Blinken calls Bucha atrocities 'deliberate campaign to kill'
U.S. Secretary of State Antony Blinken said Tuesday that the death and destruction in Bucha, Ukraine, reportedly at the hands of Russian forces shows a "deliberate campaign to kill, to torture, to rape, to commit atrocities."
Blinken spoke to reporters at Joint Base Andrews before boarding a plane to Brussels for the Western military alliance's annual spring meeting of foreign ministers.
He said the reports of atrocities emerging in Bucha, a suburb of the capital of Kyiv were "more than credible" and added it "reinforces our determination and the determination of countries around the world to make sure that one way or another, one day or another, there is accountability for those who committed these acts, for those who ordered them."
Ukrainian forces in recent days retook Bucha from the Russians and found the bodies of more than 400 civilians lying dead in the streets or in mass graves, some with their hands bound and shot at close range.
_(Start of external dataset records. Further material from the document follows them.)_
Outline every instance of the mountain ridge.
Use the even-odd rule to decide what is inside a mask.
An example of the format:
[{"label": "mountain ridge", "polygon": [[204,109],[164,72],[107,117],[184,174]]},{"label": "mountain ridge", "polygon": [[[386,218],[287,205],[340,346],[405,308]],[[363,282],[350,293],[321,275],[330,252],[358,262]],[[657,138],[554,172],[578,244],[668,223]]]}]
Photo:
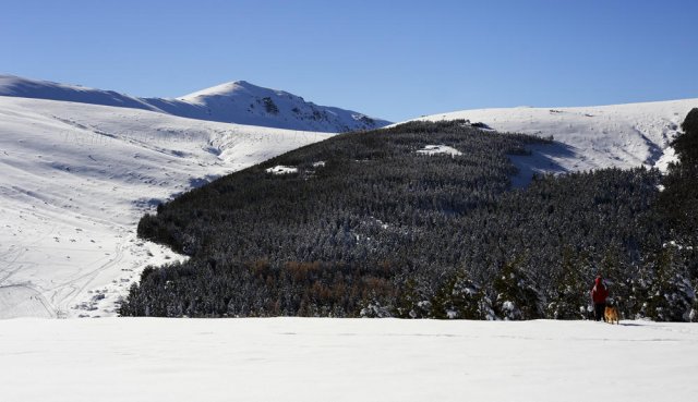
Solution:
[{"label": "mountain ridge", "polygon": [[315,132],[372,130],[390,123],[352,110],[318,106],[300,96],[246,81],[224,83],[177,98],[144,98],[0,74],[0,96],[142,109],[196,120]]}]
Blinken didn't directly address a question of whether the United States has evidence linking the atrocities on the ground in Busha to Russian officials back in Moscow. Instead, he said the United States is working to support efforts to document evidence by Ukraine's prosecutor-general, the U.N. Human Rights Council's commission of inquiry, and others.
Blinken noted that before the war began, U.S. officials warned that atrocities "would be part of the Russian campaign."
"Horrifically, tragically, what we're seeing in Bucha and in other places supports that," Blinken said.
He said the United States will work with its NATO and G-7 allies to support Ukraine and increase pressure on Russia, especially with meetings among both groups later this week in Brussels.